Thanks for the great info.

So letting the car connected to the charger all night will not be harmful?
 
Maplewood said:
So letting the car connected to the charger all night will not be harmful?
IMHO, no. The warranty is 100K-miles, 8-years, it will hold at least 70% of new, or it will be replaced. If BMW really thought it would be a bad idea, they'd say so in the owner's manual. They spent years of field tests working on this to make it reliable. That, plus the actual chemistry used in their cells, should tolerate that with no issues.

FWIW, the charger is actually IN the car...all an EVSE is, is a smart on/off switch for the power. The car is the one that determines when it is best to actually apply power or not, and how much it wants at any one time (limited by the max it can use and what the EVSE says it has). It applies power by sending a signal to the EVSE that causes it to close the power switch (usually a contactor, a kind of relay).
 
Maplewood said:
So letting the car connected to the charger all night will not be harmful?

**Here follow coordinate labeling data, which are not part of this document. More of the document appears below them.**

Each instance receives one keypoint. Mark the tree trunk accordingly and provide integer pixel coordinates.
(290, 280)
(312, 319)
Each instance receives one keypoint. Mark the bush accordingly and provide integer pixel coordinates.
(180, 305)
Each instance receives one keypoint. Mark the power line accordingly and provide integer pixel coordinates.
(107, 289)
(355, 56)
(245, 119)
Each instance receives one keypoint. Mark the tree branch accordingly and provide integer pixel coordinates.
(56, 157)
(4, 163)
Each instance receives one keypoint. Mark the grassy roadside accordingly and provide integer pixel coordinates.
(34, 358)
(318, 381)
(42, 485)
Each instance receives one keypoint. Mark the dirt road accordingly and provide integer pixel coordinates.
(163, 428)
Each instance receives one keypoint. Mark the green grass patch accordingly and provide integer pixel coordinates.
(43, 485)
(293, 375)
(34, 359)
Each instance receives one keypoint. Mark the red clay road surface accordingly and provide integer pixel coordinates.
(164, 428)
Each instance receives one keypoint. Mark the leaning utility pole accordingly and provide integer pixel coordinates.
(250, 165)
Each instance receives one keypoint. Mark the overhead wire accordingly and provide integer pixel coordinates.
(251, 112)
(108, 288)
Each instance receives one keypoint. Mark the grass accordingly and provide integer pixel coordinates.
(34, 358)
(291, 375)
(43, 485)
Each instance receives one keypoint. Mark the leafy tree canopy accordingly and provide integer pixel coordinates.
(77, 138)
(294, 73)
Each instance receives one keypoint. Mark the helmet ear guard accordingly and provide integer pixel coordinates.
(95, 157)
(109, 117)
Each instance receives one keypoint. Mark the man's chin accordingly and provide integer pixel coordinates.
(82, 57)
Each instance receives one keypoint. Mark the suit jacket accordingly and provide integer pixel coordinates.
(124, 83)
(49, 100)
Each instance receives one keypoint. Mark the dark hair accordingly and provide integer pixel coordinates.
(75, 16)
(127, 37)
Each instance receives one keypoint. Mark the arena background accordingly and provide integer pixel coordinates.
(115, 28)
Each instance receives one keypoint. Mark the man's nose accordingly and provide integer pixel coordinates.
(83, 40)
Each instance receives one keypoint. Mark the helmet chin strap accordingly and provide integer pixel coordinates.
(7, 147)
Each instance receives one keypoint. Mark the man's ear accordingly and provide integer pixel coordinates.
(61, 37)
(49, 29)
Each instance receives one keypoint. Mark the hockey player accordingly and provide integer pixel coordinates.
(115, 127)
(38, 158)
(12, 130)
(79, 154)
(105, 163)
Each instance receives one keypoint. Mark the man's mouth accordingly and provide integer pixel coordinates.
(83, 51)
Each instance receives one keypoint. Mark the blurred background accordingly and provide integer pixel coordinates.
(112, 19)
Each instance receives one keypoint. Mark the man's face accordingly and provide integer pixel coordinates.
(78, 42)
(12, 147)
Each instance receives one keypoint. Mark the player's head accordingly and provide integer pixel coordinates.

Absolutely not, the as other have pointed out the car does not "trickle charge," it shuts off. It seems to only draw from the EVSE if you precondition and that is used to run climate control, or if you pre-condition three hours before leaving to warm up the battery in cold weather for better performance. So you can plug in and leave it plugged in.
 
We bought our i3 BEV and plan to keep it past the battery warranty period. My take is that BMW allocated buffers at high and low charge limits sufficient to ensure that few battery packs would lose more than 30% of capacity during the warranty period and, thus, have to be replaced. But BMW didn't want to make these buffers too large because doing so would reduce already marginal range too much. I don't want our battery pack to lose possibly nearly 30% capacity by the time our battery pack's warranty expires, so I never charge to full unless I will need full range the following day. I try to maintain the charge level of our battery pack between ~20% and ~80% in hopes of decreasing the rate of capacity loss.

Only time will tell how well the i3's battery packs will age.
 
I've only seen a few reports, but those I have, on some of the earliest i3's delivered, have only lost a few percent after two years and in one case, nearly 50K miles, without doing any special on charging.

How the batteries are made (their chemistry), how they are protected with the i3's liquid cooling system, and the logic used to manage them seems to point to really long-term use. My sister has a nearly 14-year old Prius, and LOTS of miles...their batteries are still working fine, and the tech has gotten lots better over those years, and yes, I realize that's not exactly apples to apples comparison.